CDKs (Cyclin-dependent kinases) are the families of protein kinases first discovered for their role in regulating the cell cycle. By definition, a CDK binds a regulatory protein called a cyclin. Without cyclin, CDK has little kinase activity; only the cyclin-CDK complex is an active kinase. The four major mechanisms of CDK regulation are cyclin binding, CAK phosphorylation, regulatory inhibitory phosphorylation, and binding of CDK inhibitory subunits (CKIs). In addition, CDK4/6 regulates cell cycle progression by phosphorylating and inactivating the tumor suppressor retinoblastoma protein (RB). Recently, hetero-bifunctional small molecules (PROTACs) that designed to achieve selective degradation of target proteins, targeting many target kinases, including CDK4/6.

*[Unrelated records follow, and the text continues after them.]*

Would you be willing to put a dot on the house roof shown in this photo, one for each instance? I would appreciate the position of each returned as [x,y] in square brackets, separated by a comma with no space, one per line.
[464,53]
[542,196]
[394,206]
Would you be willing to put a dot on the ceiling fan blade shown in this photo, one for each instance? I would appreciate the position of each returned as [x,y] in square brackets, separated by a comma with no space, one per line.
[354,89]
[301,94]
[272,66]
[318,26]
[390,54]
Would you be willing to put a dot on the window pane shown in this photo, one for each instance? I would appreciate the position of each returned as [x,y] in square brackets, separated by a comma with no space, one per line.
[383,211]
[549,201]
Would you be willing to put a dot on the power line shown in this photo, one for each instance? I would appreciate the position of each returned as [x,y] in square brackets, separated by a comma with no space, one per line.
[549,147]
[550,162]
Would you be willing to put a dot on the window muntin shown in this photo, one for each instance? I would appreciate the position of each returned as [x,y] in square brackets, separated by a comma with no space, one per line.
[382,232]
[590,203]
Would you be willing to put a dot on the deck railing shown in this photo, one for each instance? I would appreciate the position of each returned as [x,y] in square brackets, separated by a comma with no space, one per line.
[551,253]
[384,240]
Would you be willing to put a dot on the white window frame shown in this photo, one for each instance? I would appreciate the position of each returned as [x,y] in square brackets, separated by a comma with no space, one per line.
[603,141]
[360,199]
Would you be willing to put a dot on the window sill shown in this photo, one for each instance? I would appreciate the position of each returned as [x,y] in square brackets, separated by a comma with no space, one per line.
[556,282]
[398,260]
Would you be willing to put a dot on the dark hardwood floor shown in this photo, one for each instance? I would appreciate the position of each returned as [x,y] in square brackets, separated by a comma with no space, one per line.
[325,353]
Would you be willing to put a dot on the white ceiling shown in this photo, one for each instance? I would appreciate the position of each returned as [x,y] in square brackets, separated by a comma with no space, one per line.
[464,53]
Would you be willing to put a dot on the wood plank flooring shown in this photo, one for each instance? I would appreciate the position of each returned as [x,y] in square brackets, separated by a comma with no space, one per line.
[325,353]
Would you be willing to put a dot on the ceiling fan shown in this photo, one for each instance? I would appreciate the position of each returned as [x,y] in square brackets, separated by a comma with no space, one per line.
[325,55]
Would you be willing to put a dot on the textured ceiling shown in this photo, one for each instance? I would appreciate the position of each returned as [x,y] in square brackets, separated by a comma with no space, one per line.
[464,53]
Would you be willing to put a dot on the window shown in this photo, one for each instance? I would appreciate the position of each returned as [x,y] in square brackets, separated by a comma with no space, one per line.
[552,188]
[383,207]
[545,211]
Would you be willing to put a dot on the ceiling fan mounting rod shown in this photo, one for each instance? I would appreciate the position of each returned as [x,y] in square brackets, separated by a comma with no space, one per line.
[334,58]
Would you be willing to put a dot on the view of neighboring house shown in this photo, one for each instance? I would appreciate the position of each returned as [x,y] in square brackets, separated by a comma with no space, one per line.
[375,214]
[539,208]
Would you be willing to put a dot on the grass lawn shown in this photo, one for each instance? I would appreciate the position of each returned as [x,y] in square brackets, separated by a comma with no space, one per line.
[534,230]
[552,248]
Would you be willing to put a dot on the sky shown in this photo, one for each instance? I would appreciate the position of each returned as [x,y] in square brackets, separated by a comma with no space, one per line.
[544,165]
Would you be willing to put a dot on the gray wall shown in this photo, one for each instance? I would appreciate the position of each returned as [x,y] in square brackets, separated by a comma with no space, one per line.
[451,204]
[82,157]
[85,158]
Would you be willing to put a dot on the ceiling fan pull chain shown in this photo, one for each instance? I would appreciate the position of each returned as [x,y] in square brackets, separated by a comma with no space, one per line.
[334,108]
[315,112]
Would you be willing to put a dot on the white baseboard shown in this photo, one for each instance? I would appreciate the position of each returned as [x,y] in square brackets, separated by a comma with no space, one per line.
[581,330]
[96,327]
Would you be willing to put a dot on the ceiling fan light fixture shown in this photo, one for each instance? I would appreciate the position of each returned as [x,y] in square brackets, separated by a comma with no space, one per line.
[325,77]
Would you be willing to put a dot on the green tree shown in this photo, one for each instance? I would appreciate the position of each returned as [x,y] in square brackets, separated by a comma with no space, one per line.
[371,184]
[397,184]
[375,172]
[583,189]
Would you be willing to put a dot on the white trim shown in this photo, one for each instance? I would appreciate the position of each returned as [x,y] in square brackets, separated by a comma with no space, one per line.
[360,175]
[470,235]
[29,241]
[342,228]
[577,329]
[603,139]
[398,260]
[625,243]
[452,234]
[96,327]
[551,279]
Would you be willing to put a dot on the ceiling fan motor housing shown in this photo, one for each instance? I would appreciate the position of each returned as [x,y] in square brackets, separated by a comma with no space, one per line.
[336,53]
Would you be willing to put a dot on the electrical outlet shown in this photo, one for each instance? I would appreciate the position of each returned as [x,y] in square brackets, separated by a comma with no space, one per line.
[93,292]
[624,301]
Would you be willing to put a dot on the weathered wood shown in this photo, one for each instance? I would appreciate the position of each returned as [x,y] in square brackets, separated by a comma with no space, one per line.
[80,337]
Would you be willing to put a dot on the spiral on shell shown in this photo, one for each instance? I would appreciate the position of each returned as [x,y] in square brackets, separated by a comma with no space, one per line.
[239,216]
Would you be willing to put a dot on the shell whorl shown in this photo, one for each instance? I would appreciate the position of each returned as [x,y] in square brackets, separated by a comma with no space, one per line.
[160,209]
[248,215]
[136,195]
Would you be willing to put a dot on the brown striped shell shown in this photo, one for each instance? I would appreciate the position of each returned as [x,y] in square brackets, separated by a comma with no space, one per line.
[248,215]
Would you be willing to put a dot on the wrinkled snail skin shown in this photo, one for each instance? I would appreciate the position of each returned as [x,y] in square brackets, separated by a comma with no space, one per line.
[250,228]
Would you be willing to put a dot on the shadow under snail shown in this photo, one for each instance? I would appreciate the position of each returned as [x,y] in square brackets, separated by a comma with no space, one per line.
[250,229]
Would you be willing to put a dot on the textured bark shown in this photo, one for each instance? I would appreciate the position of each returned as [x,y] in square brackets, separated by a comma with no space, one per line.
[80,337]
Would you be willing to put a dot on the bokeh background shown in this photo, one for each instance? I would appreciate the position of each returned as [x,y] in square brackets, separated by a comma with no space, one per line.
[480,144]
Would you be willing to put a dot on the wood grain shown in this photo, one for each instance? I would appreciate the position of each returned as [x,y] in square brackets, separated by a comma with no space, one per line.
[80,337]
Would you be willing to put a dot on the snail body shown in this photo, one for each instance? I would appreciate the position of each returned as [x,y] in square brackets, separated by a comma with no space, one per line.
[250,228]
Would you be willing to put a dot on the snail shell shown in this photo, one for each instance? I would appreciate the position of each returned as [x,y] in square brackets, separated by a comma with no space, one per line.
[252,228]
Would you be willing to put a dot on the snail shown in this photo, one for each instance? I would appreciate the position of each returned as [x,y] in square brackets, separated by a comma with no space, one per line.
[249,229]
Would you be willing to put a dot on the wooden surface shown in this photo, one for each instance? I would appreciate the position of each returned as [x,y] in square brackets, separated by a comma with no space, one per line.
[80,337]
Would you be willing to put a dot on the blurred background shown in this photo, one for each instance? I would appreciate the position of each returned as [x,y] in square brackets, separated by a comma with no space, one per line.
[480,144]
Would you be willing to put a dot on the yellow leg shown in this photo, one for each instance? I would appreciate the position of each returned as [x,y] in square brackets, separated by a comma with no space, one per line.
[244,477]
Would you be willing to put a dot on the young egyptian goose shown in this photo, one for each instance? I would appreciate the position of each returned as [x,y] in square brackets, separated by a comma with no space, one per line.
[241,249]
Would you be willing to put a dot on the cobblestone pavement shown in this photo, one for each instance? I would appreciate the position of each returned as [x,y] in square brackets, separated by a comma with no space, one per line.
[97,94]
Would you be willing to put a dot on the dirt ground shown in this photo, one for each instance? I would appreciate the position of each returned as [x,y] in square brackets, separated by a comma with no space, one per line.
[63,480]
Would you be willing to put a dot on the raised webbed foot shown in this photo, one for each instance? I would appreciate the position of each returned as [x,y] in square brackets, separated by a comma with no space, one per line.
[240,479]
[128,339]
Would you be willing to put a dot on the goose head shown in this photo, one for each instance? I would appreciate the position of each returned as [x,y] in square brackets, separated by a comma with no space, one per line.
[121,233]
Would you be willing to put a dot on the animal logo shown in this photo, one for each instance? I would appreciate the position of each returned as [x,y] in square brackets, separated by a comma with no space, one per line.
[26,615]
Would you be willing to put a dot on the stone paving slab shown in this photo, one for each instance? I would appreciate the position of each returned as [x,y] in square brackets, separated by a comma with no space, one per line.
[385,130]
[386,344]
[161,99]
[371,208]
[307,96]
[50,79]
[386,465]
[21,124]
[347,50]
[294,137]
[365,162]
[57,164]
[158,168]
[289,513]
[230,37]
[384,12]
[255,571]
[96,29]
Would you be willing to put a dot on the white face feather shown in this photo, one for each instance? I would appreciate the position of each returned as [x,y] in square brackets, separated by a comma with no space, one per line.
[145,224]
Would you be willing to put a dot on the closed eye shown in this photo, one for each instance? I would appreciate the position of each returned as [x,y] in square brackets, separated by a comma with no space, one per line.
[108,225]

XY028-140 (MS140) is a potent and selective PROTAC-based CDK4/CDK6 kinase degrader. XY028-140 specifically inhibits RB-E2F signaling and reduces CDK4 and CDK6 protein levels in a dose- and time-dependent manner in vitro. In addition, XY028-140 can degrade its targets by linking them with ubiquitin-proteasome mechanism. Further, the degradation of CDK4/6 protein by XY028-140 is specifically mediated by CRBN. Therefore, XY028-140 effectively and selectively inhibits and degrades CDK4/6 kinase by targeting CDK4/6 kinase in CDK4/6i-S (CDK4/6 inhibitor-sensitive) tumor cells to the CRL4-CRBN-E3 ubiquitin complex. Compared with CDK6 wild-type cells, XY028-140 treatment of cells expressing wild-type or mutation-activated CDK6 resulted in a more effective degradation of CDK6 (S178P).

To sum up, XY028-140 is a potent and selective CDK4/6 degrader, which can inhibit RB-E2F signaling and reduce CDK4 and CDK6 protein levels.


[1] Xuewei Wu, et al. Nat Cancer 2, 429-443 (2021).